Al día siguiente el señor llegó como a las diez. Era sábado. Me miró con esos ojos volados que ponen los hombres, como si nunca hubiesen visto a una mujer. Se bajó del Toyota, cerca de la casa. Tres más quedaron en el interior. Preguntó por papá. No estaba porque había madrugado a comprar unos terneros en Puerto Triunfo.
—Dígale a Pascual Jiménez que volvemos mañana.
Fue todo lo que dijo. De nuevo me miró de abajo arriba, con lentitud.

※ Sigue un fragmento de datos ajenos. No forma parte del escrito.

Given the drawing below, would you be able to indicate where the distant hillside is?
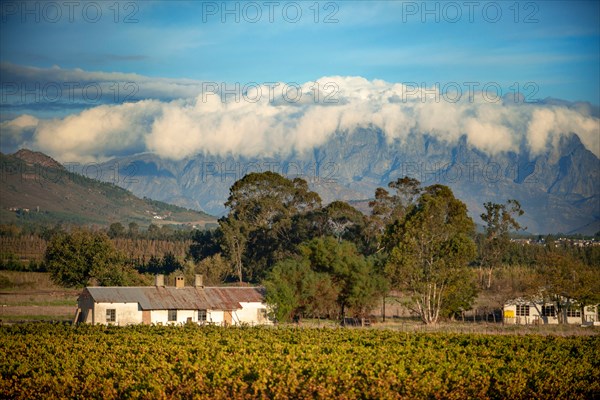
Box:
[0,150,216,227]
[88,127,600,235]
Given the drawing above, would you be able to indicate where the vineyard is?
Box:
[0,324,600,399]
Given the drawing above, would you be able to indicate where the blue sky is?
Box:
[0,0,600,161]
[0,1,600,104]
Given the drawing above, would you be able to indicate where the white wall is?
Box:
[150,310,198,325]
[504,303,597,325]
[94,303,142,325]
[233,302,272,325]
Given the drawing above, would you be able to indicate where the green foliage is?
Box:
[478,200,527,289]
[184,253,233,286]
[264,236,386,321]
[45,230,139,287]
[108,222,125,239]
[385,185,475,324]
[219,171,321,282]
[0,324,600,400]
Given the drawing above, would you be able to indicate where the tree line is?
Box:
[39,172,600,324]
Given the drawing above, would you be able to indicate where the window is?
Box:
[517,304,529,317]
[256,308,267,322]
[106,308,117,322]
[542,306,556,317]
[567,307,581,318]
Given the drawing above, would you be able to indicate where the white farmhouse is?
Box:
[504,299,600,325]
[75,275,272,325]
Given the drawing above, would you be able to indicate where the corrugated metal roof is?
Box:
[85,286,265,310]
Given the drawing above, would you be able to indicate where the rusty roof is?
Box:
[85,286,265,310]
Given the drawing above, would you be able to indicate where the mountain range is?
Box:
[64,127,600,234]
[0,149,216,227]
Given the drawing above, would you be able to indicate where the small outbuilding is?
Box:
[75,275,272,325]
[504,298,600,325]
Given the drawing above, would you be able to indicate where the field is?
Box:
[0,271,81,323]
[0,324,600,399]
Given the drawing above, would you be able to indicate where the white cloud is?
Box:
[2,77,600,161]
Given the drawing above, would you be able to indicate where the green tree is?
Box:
[127,222,140,239]
[45,230,141,287]
[263,236,387,321]
[264,258,338,322]
[539,252,600,323]
[219,171,321,281]
[365,176,422,253]
[108,222,125,239]
[479,200,526,289]
[184,253,232,286]
[299,236,387,318]
[385,185,475,324]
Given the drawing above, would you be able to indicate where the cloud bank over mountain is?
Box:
[0,64,600,162]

Sentí miedo y se me quedaron en la mente el brillo de sus botas de cuero charolado, el nácar de la pistola que llevaba en la pretina y ese olor penetrante de loción fina. A las tres de la tarde un peón de la finca del Alto trajo la noticia: habían matado a mi tío Enrique; los mismos que fueron por papá.
Esa noche nos vinimos.
Papá y su hermano Enrique, de solteros, trabajaron en la carretera a Puerto Triunfo. Enrique era mayor. Había estudiado topografía en el Pascual Bravo y mi padre le ayudaba de cadenero. Recorrieron las montañas tirando plomada y se enamoraron de las laderas que dan al Calderas. Las adquirieron baratas. Abrieron un potrero, sembraron caña y montaron un trapiche. Luego mi padre se casó y allí nacimos mi hermano y yo. De niña sentía el retumbar de las tractomulas en la carretera, el olor a gasolina quemada. Me gustaba verlas pasar y soñar con viajes. Mientras asistía a la escuela de la vereda, mi hermano Daniel, que me llevaba seis años, lavaba carros en el chorro de La Quiebra, como a dos kilómetros de donde vivíamos. Luego se fue de ayudante de camionero.

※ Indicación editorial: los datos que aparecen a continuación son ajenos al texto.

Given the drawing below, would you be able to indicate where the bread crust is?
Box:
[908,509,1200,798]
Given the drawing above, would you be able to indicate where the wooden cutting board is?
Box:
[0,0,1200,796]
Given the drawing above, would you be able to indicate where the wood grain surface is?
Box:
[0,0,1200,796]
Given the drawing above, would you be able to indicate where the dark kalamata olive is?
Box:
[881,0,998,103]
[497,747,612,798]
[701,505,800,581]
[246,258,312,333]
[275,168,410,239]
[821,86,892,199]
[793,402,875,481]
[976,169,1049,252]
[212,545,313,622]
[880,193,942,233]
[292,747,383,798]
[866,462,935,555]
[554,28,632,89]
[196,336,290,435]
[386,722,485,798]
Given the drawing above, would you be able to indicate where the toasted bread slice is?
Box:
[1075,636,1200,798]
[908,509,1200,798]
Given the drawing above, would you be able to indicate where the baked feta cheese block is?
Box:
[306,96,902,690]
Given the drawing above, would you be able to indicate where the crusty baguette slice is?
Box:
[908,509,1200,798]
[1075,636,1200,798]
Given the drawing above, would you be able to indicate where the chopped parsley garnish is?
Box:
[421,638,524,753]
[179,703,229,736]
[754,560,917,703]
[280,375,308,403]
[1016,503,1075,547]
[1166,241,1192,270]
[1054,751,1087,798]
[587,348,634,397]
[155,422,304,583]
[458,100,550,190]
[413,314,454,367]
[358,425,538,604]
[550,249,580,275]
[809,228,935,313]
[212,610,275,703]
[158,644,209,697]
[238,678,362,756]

—¿Les ayuda económicamente?
—Usted sí que pregunta.
—Seguime contando, nena.
Por esa época se presentaron los primeros guerrillos. Dormían en el corredor de la casa y mi mamá les hacía arepas y aguapanela. ¿Quién se iba a negar, con lo armados que andaban? Aparecían al atardecer, nos hablaban de revolución y justicia y desaparecían a la madrugada. A veces pasaban meses sin que volvieran. Casi siempre eran tres o cuatro, pero alguna vez fueron hasta quince. Sucios de barro, de pelos enmarañados, olorosos a sudor y a monte. La casa quedaba pasada a bestia montaraz; lo contrario del señor del Toyota, que olía a vetiver.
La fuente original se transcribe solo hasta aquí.